Masalahnya, apakah kita bisa mengkapitalisasi pandemi ini menjadi ketidakamanan kreatif? Apakah ketika pandemi ini berlalu, intensitas ketidakamanan kreatif tersebut menurun dan bahkan melemah?

Dalam jangka menengah, defisit neraca pembayaran karena ketergantungan Indonesia yang tinggi terhadap impor barang (obat-obatan, vaksin, biosimilar, energi, alat transportasi dan alusista) dan impor jasa (pendidikan tinggi, kesehatan, keuangan dan logistik) dapat ditransformasikan menjadi ancaman eksternal dan ketidakamanan kreatif untuk mendapatkan dukungan politik. Sehingga, pada gilirannya, hal tersebut akan meningkatkan motivasi untuk melakukan inovasi di bidang-bidang tersebut.

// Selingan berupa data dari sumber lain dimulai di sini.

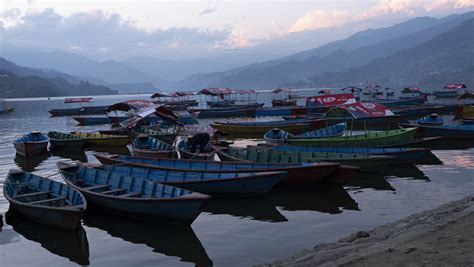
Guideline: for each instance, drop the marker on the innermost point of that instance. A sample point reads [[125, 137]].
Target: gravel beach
[[440, 237]]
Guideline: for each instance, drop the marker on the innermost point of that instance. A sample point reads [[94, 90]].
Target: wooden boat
[[257, 129], [168, 138], [72, 245], [150, 147], [366, 163], [298, 174], [227, 113], [400, 154], [31, 144], [44, 200], [60, 140], [432, 119], [215, 184], [103, 139], [461, 131], [132, 196], [93, 110], [403, 102], [369, 139], [277, 136], [184, 148]]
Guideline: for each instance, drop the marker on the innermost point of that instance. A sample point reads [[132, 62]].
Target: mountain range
[[416, 51]]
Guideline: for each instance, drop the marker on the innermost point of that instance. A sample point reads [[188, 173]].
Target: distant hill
[[447, 58], [17, 81], [357, 50]]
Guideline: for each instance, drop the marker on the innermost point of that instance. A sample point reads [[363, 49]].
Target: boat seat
[[46, 200], [118, 190], [99, 186], [132, 194], [32, 194]]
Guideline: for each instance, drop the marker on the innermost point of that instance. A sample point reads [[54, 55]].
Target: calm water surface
[[231, 232]]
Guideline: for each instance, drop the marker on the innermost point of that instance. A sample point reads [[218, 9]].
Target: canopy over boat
[[215, 91], [78, 100], [161, 112], [130, 105], [360, 110], [455, 86], [330, 100]]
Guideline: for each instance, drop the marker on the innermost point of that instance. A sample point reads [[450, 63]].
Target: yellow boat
[[97, 139]]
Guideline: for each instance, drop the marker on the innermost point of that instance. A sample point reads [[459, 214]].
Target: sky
[[182, 29]]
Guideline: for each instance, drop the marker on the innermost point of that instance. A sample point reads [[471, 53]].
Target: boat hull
[[29, 149]]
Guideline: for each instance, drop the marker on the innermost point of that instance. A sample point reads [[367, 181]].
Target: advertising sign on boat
[[330, 100]]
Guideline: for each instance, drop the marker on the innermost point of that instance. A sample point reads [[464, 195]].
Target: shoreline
[[442, 236]]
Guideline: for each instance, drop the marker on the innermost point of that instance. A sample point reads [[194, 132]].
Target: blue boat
[[132, 196], [44, 200], [432, 119], [145, 146], [399, 154], [184, 148], [277, 136], [297, 173], [31, 144], [216, 184]]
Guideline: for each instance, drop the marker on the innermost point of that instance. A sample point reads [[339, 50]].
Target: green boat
[[366, 163], [60, 140], [370, 139]]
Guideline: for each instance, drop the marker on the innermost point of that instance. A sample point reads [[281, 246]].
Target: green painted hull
[[371, 139]]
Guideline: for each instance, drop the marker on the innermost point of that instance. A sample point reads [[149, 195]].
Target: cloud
[[208, 10], [98, 34], [384, 10]]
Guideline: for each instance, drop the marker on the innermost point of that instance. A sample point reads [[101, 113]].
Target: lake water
[[230, 232]]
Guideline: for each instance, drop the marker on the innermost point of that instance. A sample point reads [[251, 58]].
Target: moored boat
[[369, 139], [44, 200], [31, 144], [298, 174], [97, 139], [366, 163], [278, 136], [132, 196], [60, 140], [215, 184], [150, 147]]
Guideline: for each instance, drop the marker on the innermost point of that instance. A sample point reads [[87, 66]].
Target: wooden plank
[[33, 194], [100, 186], [118, 190], [46, 200]]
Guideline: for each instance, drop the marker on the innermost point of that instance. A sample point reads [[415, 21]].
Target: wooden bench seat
[[118, 190], [44, 201], [33, 194]]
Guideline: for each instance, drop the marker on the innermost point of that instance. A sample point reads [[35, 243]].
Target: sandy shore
[[440, 237]]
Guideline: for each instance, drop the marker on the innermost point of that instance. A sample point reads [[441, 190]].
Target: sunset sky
[[93, 27]]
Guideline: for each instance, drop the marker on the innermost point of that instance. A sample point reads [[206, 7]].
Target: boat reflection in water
[[29, 164], [322, 198], [169, 239], [79, 155], [406, 171], [69, 244], [260, 209], [375, 181], [121, 150]]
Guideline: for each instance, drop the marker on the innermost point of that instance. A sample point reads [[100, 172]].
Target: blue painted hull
[[215, 184]]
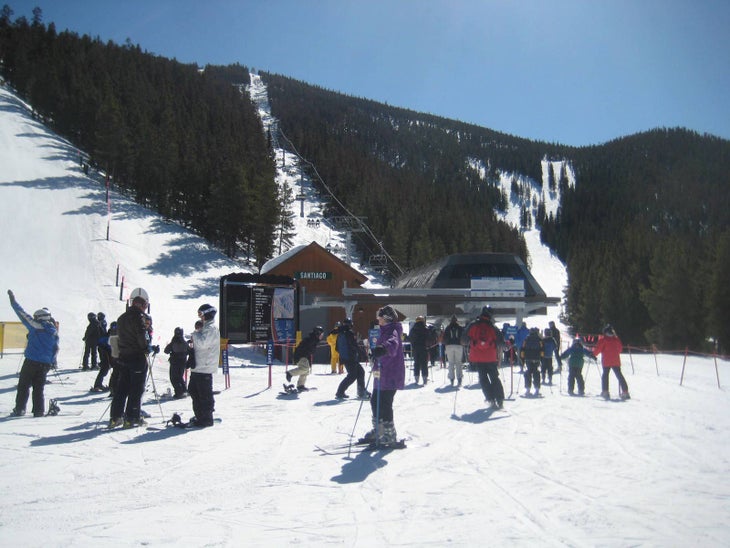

Untuk jangka panjang, pemerintah perlu merefleksikan ancaman nyata yang akan dihadapi Indonesia seperti kelangkaan energi, dampak perubahan iklim, lenyapnya bonus demografi, ancaman penyakit, dan pandemi.

Ke arah inilah setidaknya dukungan politik dan kepemimpinan diperlukan untuk meningkatkan inovasi di Indonesia.